LIPO - Profile Feedback Based Lightweight IPO

(Our Acronym Sucks)

Overview & Motivation

Two of the most important compiler techniques boosting application performance are CMO/IPO (cross module optimizations) and FDO (Feedback Directed Optimizations). IPO is proven to be a very effective optimization technique to improve application performance. Among all code transformations in IPO, cross module inlining (CMI) is one of the most important. CMI eliminates procedure boundaries which otherwise are not possible in single module compilation. Program performance can be improved with procedure boundary elimination (inlining) due to elimination of call overhead, added context sensitivity, larger optimization region, and larger scheduling region. Added context sensitivity allows more constant propagation, redundancy elimination, dead code and unreachable code elimination. There are also enabler transformations for CMI such as indirect call promotion. The remaining benefits mostly come from whole program analysis such as pointer analysis, mod/ref analysis, etc. However IPO does come with a cost increased compile time and large disk storage requirement (for saving intermediate representation of the sources). The increased compile time is mostly due to the complexity of IPA analysis algorithm, lack of parallelism in IPA, and increased IO activities. Profile feedback guides compiler in making better inlining decisions, loop unrolling decisions. It also helps instruction cache performance by function splitting/outlining, block reordering, function reordering. It also allows better block ordering/tracing to improve branch prediction. Register allocator can also be guided to make better decision in spill candidate selection. Lots of value profiling based optimizations including indirect call promotions, memOp specialization, div/rem specializations are also made possible.

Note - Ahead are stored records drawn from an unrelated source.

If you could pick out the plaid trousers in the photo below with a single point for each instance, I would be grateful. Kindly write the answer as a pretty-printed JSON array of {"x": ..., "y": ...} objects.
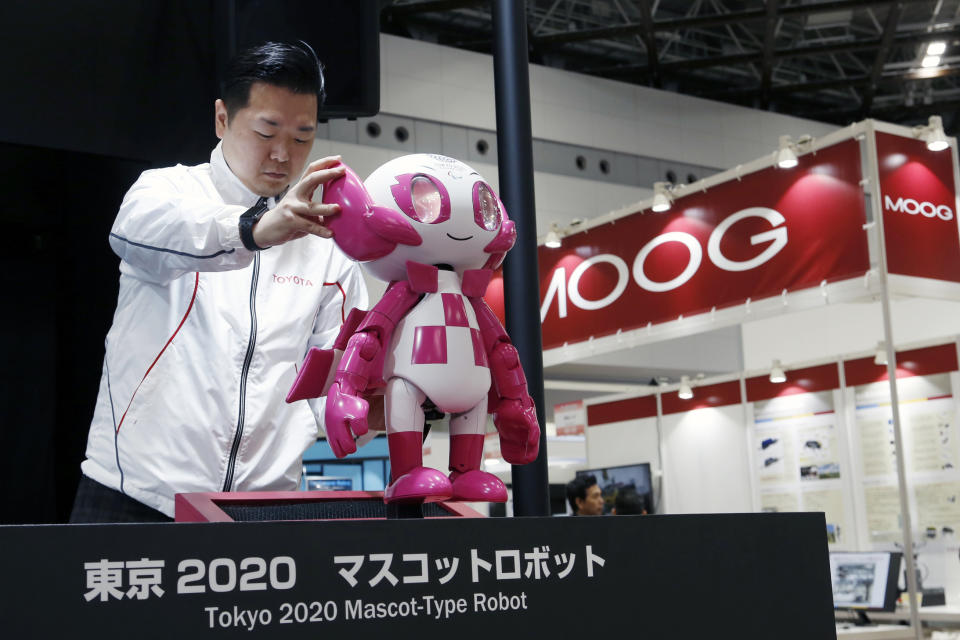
[{"x": 98, "y": 503}]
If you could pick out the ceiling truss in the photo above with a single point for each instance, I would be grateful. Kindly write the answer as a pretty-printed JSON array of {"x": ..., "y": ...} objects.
[{"x": 831, "y": 60}]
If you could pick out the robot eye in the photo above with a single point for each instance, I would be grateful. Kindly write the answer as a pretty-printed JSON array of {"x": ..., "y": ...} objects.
[
  {"x": 426, "y": 199},
  {"x": 486, "y": 207},
  {"x": 422, "y": 198}
]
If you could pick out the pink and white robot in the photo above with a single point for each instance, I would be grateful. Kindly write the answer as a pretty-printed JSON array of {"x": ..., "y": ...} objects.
[{"x": 435, "y": 230}]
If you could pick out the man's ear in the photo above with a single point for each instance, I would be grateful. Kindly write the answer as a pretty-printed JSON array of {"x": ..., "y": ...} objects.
[{"x": 219, "y": 118}]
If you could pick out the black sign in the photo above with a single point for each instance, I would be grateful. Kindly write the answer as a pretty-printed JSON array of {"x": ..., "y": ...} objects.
[{"x": 764, "y": 575}]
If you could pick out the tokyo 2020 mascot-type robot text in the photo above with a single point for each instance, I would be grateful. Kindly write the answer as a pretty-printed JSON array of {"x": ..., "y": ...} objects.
[{"x": 435, "y": 230}]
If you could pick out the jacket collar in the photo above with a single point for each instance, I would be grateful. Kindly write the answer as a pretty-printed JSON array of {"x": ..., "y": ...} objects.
[{"x": 231, "y": 189}]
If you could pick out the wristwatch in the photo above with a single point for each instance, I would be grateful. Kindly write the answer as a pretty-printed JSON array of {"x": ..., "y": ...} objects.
[{"x": 250, "y": 218}]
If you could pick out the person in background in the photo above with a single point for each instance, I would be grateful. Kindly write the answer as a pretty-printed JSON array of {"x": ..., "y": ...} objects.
[{"x": 584, "y": 496}]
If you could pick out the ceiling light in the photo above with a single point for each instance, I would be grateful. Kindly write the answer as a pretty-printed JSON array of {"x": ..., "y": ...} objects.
[
  {"x": 661, "y": 197},
  {"x": 776, "y": 372},
  {"x": 935, "y": 136},
  {"x": 881, "y": 356},
  {"x": 552, "y": 241},
  {"x": 786, "y": 157}
]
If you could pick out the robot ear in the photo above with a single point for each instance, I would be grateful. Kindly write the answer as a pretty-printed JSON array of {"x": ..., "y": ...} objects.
[
  {"x": 363, "y": 230},
  {"x": 504, "y": 239},
  {"x": 499, "y": 246},
  {"x": 392, "y": 225}
]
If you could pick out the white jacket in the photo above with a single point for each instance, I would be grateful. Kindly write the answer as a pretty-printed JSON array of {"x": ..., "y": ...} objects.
[{"x": 205, "y": 341}]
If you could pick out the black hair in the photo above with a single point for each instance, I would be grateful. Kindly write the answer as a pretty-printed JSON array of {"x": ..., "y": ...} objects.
[
  {"x": 629, "y": 502},
  {"x": 577, "y": 488},
  {"x": 292, "y": 66}
]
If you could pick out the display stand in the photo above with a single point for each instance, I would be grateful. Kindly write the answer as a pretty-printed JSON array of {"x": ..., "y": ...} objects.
[
  {"x": 758, "y": 575},
  {"x": 260, "y": 506}
]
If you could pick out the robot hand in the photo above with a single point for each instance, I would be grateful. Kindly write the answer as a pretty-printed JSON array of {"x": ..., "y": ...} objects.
[
  {"x": 516, "y": 421},
  {"x": 346, "y": 419}
]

For users who want the benefits of CMO with FDO but do not want to pay for the overhead of the increased compile time, it would be desirable for the compiler to provide a lightweight mechanism to achieve that. In this wiki, a lightweight IPO (LIPO) is proposed, which is a new compilation model that combines the two techniques in a seamless fashion. It shifts important IPA analysis (e.g. inlining analysis) from compile time to training runtime, and saves the result of dynamic IPA analysis including module grouping information into the program data base. With the results of dynamic IPA performed at runtime, the profile-use pass of the FDO compilation can therefore performs cross module optimizations. LIPO represents a major paradigm shift in program compilation – it makes IPO implicitly available with FDO. This new compilation model is transparent, and does not require user change their build system (if the build system already incorporates FDO, this is certainly true. This will be even more true when LIPO is incorporated with sampled FDO when no additional instrumention step is needed). It is scalable and does not lose build time parallelism.

The Basic Design

For traditional IPO (i.e, link-time-optimization LTO), cross module inline analysis is delayed to link time because it is the first point in the whole compilation where all modules (translation units) are available. This requires serialization of intermediate representations of all source modules for the program.

When FDO is used, additional steps are introduced. The program build comprises of the following steps:

  1. build target program with instrumentation
  2. run the instrumented program with representative input data set; dump the program profile into profile database
  3. build the program with profile feedback collected in the training run.

The additional steps for FDO are usually a hassle to users, but it provides a way to perform traditional cross module analysis without using LTO.

The basic idea to perform cross module analysis (IPA) at runtime of the profile collection run. On exit of the normal execution, instead of simply dumping the profile data into the profile database, the program can perform additional analysis. For instance, cross module inlining analysis. It can build up the dynamic callgraph, annotate the dynamic call graph edges with call counts, and group file modules with caller and callees connected with hot call edges. The group information (e.g. source location of the enclosing translation units of the functions) is then stored into the profile database.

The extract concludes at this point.